IEA's 2020 World Energy Outlook Report Buttresses Hydro Power's Role: IHA

14 Oct 2020  by ETEnergyWorld   

The International Energy Agency’s 2020 World Energy Outlook report recognizes the critical role of renewable and flexible hydropower in helping countries to meet their climate and sustainable development goals, the International Hydropower Association (IHA) said.

The global industry body said in a statement, commenting on the IEA report published today, under all scenarios in the flagship report, hydropower will continue to have an important role as a major source of low-carbon electricity as well as vital flexibility and storage services.

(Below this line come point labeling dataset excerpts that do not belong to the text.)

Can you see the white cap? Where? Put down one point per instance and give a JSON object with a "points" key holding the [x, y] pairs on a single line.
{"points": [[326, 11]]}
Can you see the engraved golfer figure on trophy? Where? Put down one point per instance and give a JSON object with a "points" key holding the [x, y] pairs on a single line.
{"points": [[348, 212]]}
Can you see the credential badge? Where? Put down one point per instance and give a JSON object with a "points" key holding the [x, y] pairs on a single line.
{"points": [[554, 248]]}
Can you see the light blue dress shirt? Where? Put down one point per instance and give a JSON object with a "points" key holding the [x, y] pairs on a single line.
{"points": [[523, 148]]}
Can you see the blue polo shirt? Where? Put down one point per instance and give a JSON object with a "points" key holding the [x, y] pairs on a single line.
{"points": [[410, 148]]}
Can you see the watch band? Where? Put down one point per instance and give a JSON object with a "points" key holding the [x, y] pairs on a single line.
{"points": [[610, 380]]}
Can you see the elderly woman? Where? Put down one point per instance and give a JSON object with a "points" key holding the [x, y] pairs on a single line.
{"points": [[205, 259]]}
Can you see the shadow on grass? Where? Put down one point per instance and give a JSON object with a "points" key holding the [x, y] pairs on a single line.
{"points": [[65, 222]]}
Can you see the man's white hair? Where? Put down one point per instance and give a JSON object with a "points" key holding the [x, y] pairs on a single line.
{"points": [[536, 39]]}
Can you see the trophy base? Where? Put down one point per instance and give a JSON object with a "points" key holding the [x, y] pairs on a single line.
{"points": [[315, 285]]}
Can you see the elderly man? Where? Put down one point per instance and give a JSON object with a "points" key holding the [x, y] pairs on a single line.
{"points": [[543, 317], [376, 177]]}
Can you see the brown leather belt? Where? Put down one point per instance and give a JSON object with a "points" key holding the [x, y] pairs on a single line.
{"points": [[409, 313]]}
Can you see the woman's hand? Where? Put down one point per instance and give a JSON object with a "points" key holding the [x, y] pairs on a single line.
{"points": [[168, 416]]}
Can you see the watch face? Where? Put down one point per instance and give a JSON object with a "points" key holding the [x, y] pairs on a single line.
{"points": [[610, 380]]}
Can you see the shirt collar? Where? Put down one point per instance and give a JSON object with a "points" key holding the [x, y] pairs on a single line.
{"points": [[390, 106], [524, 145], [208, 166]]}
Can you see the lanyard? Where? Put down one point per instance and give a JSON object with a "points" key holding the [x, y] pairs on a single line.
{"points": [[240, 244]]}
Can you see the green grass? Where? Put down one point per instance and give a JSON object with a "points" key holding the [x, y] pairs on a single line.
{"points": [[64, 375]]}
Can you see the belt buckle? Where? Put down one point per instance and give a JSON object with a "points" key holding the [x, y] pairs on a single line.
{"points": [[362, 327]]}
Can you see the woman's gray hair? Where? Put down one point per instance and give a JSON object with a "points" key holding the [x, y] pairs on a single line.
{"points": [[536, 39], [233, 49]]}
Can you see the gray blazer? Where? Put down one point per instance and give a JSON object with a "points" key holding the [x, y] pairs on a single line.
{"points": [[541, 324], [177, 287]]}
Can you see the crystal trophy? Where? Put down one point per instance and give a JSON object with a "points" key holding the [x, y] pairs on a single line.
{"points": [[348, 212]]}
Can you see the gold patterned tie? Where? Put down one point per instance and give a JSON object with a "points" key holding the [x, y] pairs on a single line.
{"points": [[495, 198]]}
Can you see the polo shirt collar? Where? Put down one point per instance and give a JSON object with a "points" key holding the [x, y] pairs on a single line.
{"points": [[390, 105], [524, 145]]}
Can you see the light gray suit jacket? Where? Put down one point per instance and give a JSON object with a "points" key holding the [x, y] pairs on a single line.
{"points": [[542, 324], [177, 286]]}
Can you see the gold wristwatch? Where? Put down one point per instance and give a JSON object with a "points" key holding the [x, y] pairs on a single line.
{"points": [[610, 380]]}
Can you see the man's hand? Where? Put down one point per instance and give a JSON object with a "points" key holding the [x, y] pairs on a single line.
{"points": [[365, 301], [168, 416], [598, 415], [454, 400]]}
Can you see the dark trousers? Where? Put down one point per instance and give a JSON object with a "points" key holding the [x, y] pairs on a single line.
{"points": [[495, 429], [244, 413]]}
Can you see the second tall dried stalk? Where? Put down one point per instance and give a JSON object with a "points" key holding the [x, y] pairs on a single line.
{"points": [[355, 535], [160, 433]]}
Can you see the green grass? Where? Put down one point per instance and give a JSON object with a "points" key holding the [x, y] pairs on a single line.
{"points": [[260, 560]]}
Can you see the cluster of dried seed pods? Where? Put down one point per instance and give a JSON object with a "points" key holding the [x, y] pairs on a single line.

"As the IEA notes, flexibility is rapidly becoming the cornerstone of electricity security. As conventional gas and coal-fired power stations are phased out, hydropower’s system services will become even more important to the clean energy transition," IHA Head of Policy Alex Campbell said.

He added that appropriate policy and regulatory frameworks must be in place to properly value the essential services that sustainable hydropower provides in respect of energy storage, grid stability and other critical areas.

The hydropower sector is expected to generate more electricity than coal by 2030 under the IEA’s Sustainable Development Scenario, involving a surge in clean energy policies and investment. By 2040, nearly 850 GW of additional hydropower capacity will have been commissioned, mostly in the Asia Pacific region.

Even under the less optimistic Stated Policies Scenario, hydropower is still expected to see modest growth and will remain the largest low emissions source of electricity globally through to 2030.

Changes in the shape and variability of electricity demand and the strong growth of solar PV and wind power are increasing flexibility needs in power systems, the Paris-based agency says.

Over the next decade, the IEA says investment in low emissions power technologies could average more than $650 billion every year, over 90 per cent of which could go to renewable energy technologies.